Fossil fuel companies are counting on us blowing past that two-degree temperature target. We have to strand the assets, but there is no inevitability that these will become stranded assets. Some of them will become stranded assets, but the real concern is that they will burn it, and bring the planet to three to four degrees warming.
I wanted to ask about the evolution of fossil fuel companies — Shell has abandoned a lot of its oil sands assets and is positioning natural gas as a bridge to a carbon-free future. Is natural gas a distraction, or is it a bridge that gets us to where we need to be with clean energy?

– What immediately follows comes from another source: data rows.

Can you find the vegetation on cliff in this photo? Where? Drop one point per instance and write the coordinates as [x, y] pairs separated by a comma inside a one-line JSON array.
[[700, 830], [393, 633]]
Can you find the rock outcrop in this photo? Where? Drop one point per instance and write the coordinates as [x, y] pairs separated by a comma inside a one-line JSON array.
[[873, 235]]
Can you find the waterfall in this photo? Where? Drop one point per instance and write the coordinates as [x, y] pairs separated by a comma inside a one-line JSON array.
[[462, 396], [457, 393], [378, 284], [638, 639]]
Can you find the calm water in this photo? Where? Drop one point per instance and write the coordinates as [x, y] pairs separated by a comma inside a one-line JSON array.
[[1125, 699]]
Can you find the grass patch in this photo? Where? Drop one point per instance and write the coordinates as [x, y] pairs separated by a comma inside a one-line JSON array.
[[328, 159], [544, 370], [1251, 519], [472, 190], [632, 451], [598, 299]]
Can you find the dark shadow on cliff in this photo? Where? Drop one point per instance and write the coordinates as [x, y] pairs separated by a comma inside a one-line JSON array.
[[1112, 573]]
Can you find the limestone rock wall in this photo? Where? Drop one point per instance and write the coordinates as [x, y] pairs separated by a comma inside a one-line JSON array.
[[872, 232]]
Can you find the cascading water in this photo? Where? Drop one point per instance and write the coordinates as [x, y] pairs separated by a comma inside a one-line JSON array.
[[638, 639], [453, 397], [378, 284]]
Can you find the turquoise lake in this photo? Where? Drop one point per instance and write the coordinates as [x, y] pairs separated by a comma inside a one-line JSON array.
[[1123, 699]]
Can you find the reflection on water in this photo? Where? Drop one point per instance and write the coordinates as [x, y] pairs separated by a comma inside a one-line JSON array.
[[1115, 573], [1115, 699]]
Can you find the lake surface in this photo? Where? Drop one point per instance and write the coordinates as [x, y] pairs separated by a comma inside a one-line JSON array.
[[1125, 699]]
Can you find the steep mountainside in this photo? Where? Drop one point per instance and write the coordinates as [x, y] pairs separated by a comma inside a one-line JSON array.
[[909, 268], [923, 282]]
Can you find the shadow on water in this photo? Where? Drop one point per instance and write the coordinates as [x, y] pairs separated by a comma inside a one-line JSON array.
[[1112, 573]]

Natural gas is an incredibly potent greenhouse gas. It’s a huge amount of methane, which has a much more rapid warming effect than carbon. And much of the natural gas that companies like Shell are selling is fracked natural gas, which creates even more opportunities for methane leakage and also creates all kinds of other environmental problems for water and so on. So no, I don’t think natural gas is a bridge fuel. I also don’t believe that we can take it at face value that the oil majors who have announced they are pulling out of the tar sands are doing so for good, to be honest with you. Because I think that decision has a lot more to do with the price of oil than it does with their interest in transitioning away from heavy oil.
Is it a concern that the price of oil is starting to recover?
We are seeing the price of oil climb back up, and it’s very worrying, because a lot of the decisions that have been made, like to not push ahead with Arctic drilling for example, to scale back investment in the Alberta tar sands, even to scale back fracking to some degree, are a combination of a response to political pushback and the fact that a lot of this extraction is not economic when oil is at $50 or $60 a barrel. But now that we are back around the $80 mark, it does start to make a lot more sense. So we may well start to see some of these oil majors go back in.
One of the intriguing things about the Leap Manifesto was your look at potential sources of revenue to fund the transformation of society and economy. One of them was the whole idea of ending fossil fuel subsidies you write are worth at least $775 billion globally. Has there been any movement on that? It seems like an important thing.
Yes, it is, and Trudeau ran a campaign promising to phase out fossil fuel subsidies and he’s going in the exact opposite direction by buying the Kinder Morgan pipeline outright and becoming the owner of the Kinder Morgan expansion. So rather than phase out these subsidies to third party fossil fuel companies, they are doubling down and becoming a direct investor. [Klein adds that a group called Oil Change International continue to do good work on this issue, including a current campaign they call “separating oil and state.”]
What’s next for you? More books, more work on the Leap Manifesto? What are you doing?
I just published a little book last week [The Battle for Paradise]. It’s about Puerto Rico and the aftermath of Hurricane Maria.
The Leap Manifesto — it’s an ongoing project?
Yes. I’m still working with The Leap, which is the organization that came out of it, and a lot of the work we are doing is with groups who have taken the [manifesto] and localized it to their cities. So there are Leap groups that have formed in Los Angeles and London, really iconic cities that are looking at how they can turn this into policy at the local level. If you go to TheLeap.org you’ll see some of the stuff that is going on.